Why do Boards Differ? Because Owners Do: Assessing Ownership Impact on Board Composition
Manuscript Type Empirical
Research Question/Issue Does the ownership structure of a firm, specifically the aggregation of the different ownership types within each firm, relate with the composition of its board? Research Findings/Insights Using archival data from a sample comprising 1,487 U.S. firms, we find that the composition of the individual profiles of directors on corporate boards (i.e., independent, affiliated, or insider) match a firm's aggregated ownership configuration (institutional, corporate parent, family-entrepreneur control) even after parsing out the impact of CEO characteristics, firm size, and performance. Further analyses elaborate on the specific relationship between each director profile and ownership types present within the firm.

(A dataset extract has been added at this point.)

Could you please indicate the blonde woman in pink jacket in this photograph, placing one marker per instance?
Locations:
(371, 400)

Theoretical/Academic Implications This study builds upon three conceptual perspectives: agency, resource dependency, and behavioral. We argue that each type of ownership has differing imperatives and may prefer different types of directors to fulfill their governance needs. The paper illustrates that the relationship between corporate governance, specifically board composition, and ownership is a comprehensive phenomenon that is best understood through multiple theoretical lenses.

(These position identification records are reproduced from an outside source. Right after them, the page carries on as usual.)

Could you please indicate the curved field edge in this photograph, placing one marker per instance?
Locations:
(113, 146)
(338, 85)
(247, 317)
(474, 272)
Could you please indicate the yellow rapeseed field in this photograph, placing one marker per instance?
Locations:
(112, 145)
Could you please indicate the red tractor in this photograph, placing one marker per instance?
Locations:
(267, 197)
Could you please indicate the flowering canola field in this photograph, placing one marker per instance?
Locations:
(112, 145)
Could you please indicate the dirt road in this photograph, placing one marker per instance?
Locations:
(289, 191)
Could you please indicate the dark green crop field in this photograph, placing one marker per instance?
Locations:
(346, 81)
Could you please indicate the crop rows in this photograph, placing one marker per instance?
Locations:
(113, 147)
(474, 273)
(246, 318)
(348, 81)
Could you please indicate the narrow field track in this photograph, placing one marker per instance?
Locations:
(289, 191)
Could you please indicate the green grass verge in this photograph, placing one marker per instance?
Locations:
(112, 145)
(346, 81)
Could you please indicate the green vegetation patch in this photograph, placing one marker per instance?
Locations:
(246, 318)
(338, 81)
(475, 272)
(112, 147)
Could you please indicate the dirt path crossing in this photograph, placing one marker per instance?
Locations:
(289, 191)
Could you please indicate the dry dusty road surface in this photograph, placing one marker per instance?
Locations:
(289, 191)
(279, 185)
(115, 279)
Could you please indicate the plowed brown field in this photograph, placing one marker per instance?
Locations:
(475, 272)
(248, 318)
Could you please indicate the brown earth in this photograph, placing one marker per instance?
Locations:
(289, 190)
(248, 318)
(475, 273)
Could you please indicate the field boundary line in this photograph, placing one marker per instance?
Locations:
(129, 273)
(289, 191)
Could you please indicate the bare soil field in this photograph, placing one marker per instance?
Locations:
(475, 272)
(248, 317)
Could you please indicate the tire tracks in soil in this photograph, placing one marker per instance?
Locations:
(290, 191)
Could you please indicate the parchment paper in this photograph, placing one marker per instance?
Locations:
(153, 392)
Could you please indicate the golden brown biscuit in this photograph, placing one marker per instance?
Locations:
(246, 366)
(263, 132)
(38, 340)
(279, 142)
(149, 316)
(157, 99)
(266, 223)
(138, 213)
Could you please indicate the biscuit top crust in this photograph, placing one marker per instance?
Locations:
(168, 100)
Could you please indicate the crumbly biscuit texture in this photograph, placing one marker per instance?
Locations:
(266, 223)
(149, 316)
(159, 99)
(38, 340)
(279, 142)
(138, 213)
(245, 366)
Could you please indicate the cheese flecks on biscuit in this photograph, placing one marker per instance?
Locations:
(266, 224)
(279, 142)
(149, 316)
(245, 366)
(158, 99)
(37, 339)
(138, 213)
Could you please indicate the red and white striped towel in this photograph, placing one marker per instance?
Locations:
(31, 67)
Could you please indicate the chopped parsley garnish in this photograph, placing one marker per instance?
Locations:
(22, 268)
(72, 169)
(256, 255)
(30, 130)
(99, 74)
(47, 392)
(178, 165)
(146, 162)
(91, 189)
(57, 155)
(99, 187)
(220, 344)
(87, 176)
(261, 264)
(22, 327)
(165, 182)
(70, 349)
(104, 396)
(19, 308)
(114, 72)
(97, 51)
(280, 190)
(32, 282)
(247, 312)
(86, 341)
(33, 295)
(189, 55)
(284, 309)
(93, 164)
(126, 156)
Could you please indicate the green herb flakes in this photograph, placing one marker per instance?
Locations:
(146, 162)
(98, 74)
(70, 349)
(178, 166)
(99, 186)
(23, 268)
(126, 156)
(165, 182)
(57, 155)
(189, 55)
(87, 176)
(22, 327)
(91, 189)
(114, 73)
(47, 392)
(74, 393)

Practitioner/Policy Implications This study shows that ownership and board composition are not substitutable governance mechanisms as commonly understood, but might be complementary mechanisms. A finding that governance mechanisms are complementary implies that regulatory or institutional pressures to modify board composition with the addition of directors with similar profiles may affect the governance in unforeseen ways.
Sur, Sujit, Elena Lvina, and Michel Magnan. "Why do Boards Differ? Because Owners Do: Assessing Ownership Impact on Board Composition." Corporate Governance: An International Review 21.4 (2013): 373-389.